3. Risk factors that increase the risk of ventilator-associated pneumonia
The following are factors that increase the risk of ventilator-associated pneumonia:Patient has chronic lung disease. Age > 70 years old. Long-term artificial ventilation or re-intubation. Immunosuppression (long-term use of corticosteroids, diabetes, leukopenia, immunosuppressive drugs, exhaustion, ...). The patient had previously taken antibiotics. Newly operated patient, especially thoracic surgery. There are catheters (tracheostomy, ventricular drains, thoracic tubes, urinary catheters, venous catheters, nasogastric tubes...). Nourish the digestive tract. Patient lying down for a long time.
4. Clinical symptoms
4.1 Systemic symptoms Fever: Fever that is intermittent or continuous all day, with or without chills. Body temperature above 380C can rise very high 40-410C. Signs of infection, poisoning: Dry lips, dirty tongue, pale skin. Consciousness disturbance in severe respiratory failure : Struggling, agitated, mechanical ventilation. In addition, there are other symptoms such as: Fast heart rate due to fever, hypoxia, blood pressure may increase or decrease depending on the stage of pneumonia.4.2 Respiratory symptoms Manifestations of severe hypoxia leading to respiratory failure, symptoms such as accessory respiratory muscle contraction, sternal depression. On the monitor, the SpO2 is less than 90%, on the ventilator, the respiratory rate is fast, the airway pressure is high. Signs of respiratory failure: Purple lips and extremities, purple veins all over the body, cold skin. Gram-negative pneumonia often has pale, sweaty skin. Auscultation of the lungs may have moist rales, crackles or crackles, snoring rales. Condensation syndrome (turbidity percussion, increased vibrato, decreased alveolar murmur) may be seen in ventilator-associated pneumonia. Increased bronchial secretion is a characteristic sign, sputum aspirated through the endotracheal tube can be white, cloudy or green, yellow depending on the causative agent. There may be signs of pleural effusion such as: low-grade percussion, low-low alveolar murmur. Clinical signs (fever, pulmonary manifestations) have moderate diagnostic value.
5. Treatment
The choice of antibiotic for treatment of ventilator-associated pneumonia depends on:Patient location, risk factors and comorbidities. Previously used antibiotics. Degree of pulmonary infiltrates. Epidemiology and susceptibility of bacterial strains in each department. Sooner or later nosocomial pneumonia. Duration of treatment from 7-21 days: Depending on the patient and the cause of the disease.

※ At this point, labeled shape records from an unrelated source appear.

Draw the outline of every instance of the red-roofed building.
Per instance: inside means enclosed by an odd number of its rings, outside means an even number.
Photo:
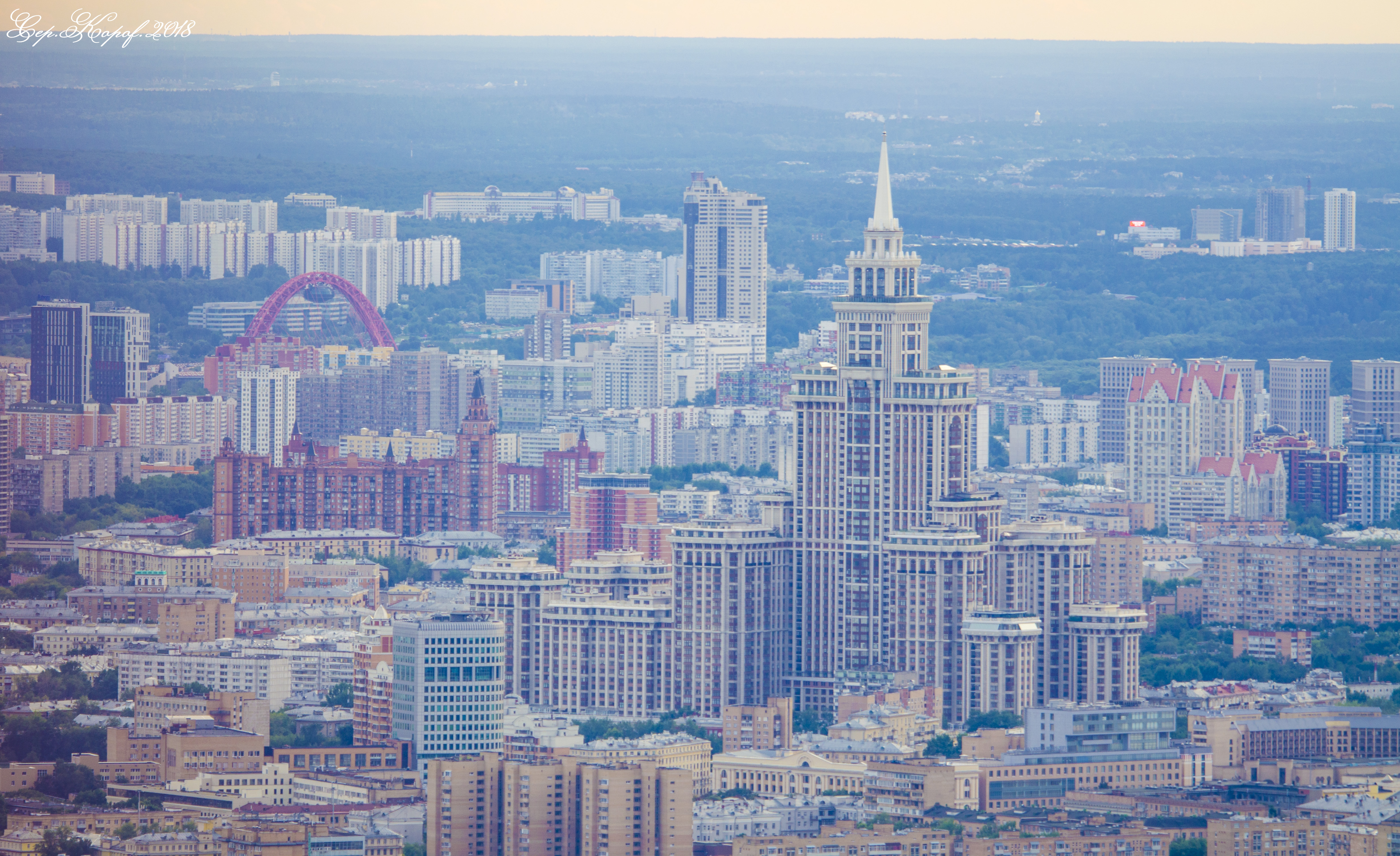
[[[1245,456],[1245,428],[1239,375],[1225,365],[1147,369],[1133,379],[1124,418],[1128,501],[1152,504],[1156,519],[1166,519],[1169,529],[1175,519],[1177,529],[1172,532],[1179,533],[1180,522],[1187,519],[1182,516],[1184,509],[1203,504],[1215,508],[1226,499],[1225,494],[1238,492],[1207,485],[1200,477],[1239,476],[1233,462]],[[1211,459],[1204,469],[1203,459]],[[1182,497],[1173,515],[1172,485],[1179,478],[1190,480],[1191,497]]]

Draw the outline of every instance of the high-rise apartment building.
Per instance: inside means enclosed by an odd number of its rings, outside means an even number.
[[[769,206],[690,173],[685,192],[686,281],[679,306],[689,322],[736,320],[767,326]]]
[[[354,241],[398,241],[399,215],[368,208],[326,208],[326,228],[346,229]]]
[[[259,366],[238,372],[238,450],[267,455],[281,463],[281,450],[297,425],[300,372]]]
[[[925,365],[932,302],[903,238],[882,144],[875,211],[847,259],[847,297],[832,305],[837,366],[792,375],[791,685],[802,709],[834,709],[837,673],[895,670],[886,536],[934,523],[930,505],[969,490],[977,455],[973,376]]]
[[[92,312],[92,397],[111,404],[113,399],[146,396],[146,368],[151,350],[151,316],[122,308]]]
[[[1219,365],[1226,372],[1236,376],[1235,387],[1239,390],[1240,406],[1245,414],[1245,436],[1254,432],[1254,417],[1257,410],[1257,394],[1263,392],[1263,372],[1259,371],[1257,359],[1233,359],[1231,357],[1193,357],[1186,361],[1186,371],[1194,372],[1204,365]]]
[[[1142,536],[1121,532],[1095,533],[1093,568],[1088,600],[1137,603],[1142,600]]]
[[[1299,357],[1268,361],[1268,420],[1289,434],[1327,442],[1331,361]]]
[[[690,856],[692,775],[654,761],[498,752],[427,764],[433,856]]]
[[[1099,357],[1099,463],[1127,460],[1123,420],[1133,379],[1168,365],[1166,357]]]
[[[1400,621],[1400,561],[1389,550],[1337,548],[1299,534],[1221,536],[1203,541],[1200,555],[1203,622],[1267,628]]]
[[[1351,361],[1351,424],[1385,422],[1390,434],[1400,434],[1400,361]],[[1319,438],[1313,438],[1319,439]],[[1333,445],[1341,445],[1333,441]]]
[[[1261,187],[1254,199],[1254,236],[1299,241],[1308,236],[1302,187]]]
[[[525,327],[525,359],[568,359],[574,352],[570,316],[542,309]]]
[[[1035,692],[1028,704],[1074,698],[1068,617],[1071,604],[1088,600],[1092,548],[1093,538],[1082,527],[1063,520],[1018,520],[1004,527],[1001,540],[991,545],[987,601],[1001,613],[1030,615],[1039,624],[1032,641]],[[972,702],[969,697],[969,711],[994,709]]]
[[[1322,248],[1357,249],[1357,192],[1333,187],[1322,194]]]
[[[1151,369],[1133,380],[1124,435],[1128,501],[1168,518],[1173,480],[1196,474],[1203,457],[1245,456],[1245,404],[1238,373],[1219,362]]]
[[[272,200],[252,201],[248,199],[185,199],[179,203],[179,221],[185,225],[195,222],[228,222],[244,224],[248,232],[277,231],[277,203]],[[165,222],[161,220],[161,222]]]
[[[666,262],[655,250],[578,250],[542,253],[539,278],[573,280],[588,299],[665,291]]]
[[[1075,603],[1070,629],[1070,692],[1077,702],[1124,702],[1138,698],[1140,639],[1147,613],[1116,603]]]
[[[1239,241],[1243,234],[1243,208],[1191,208],[1191,241]]]
[[[720,716],[777,695],[791,662],[792,538],[769,523],[692,520],[671,534],[678,706]]]
[[[559,530],[559,569],[567,573],[573,562],[594,558],[601,550],[626,548],[623,527],[655,525],[658,499],[651,476],[578,473],[578,490],[568,498],[568,529]]]
[[[774,697],[762,705],[727,705],[724,751],[792,748],[792,699]]]
[[[563,713],[655,716],[676,709],[669,564],[601,552],[567,573],[570,590],[545,604],[535,666],[542,704]]]
[[[393,621],[393,739],[435,758],[501,751],[505,625],[477,610]]]
[[[505,692],[529,705],[547,704],[539,683],[540,617],[545,606],[563,594],[564,575],[533,557],[510,555],[473,564],[461,586],[468,606],[505,625]]]
[[[382,606],[360,622],[354,639],[354,744],[393,739],[393,618]]]
[[[1036,704],[1036,642],[1043,628],[1032,613],[977,606],[963,618],[962,684],[967,701],[960,718],[1005,711],[1023,716]]]
[[[62,298],[29,309],[29,400],[84,404],[91,397],[91,311]]]
[[[486,408],[480,372],[472,383],[472,400],[456,432],[455,459],[461,529],[496,532],[496,420]]]

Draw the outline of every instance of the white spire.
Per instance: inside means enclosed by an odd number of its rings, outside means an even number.
[[[889,199],[889,131],[881,134],[879,141],[879,178],[875,179],[875,215],[871,217],[868,229],[897,229],[895,220],[895,204]]]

Ventilator-associated pneumonia is an infection of the lung parenchyma that occurs 48 hours after the patient is on a ventilator. This is a very common nosocomial infection in the ICU, with an incidence of 8-10% of patients treated in the ICU, and 27% of patients receiving mechanical ventilation. Ventilator pneumonia increases mortality, prolongs mechanical ventilation, length of hospital stay, and increases treatment costs.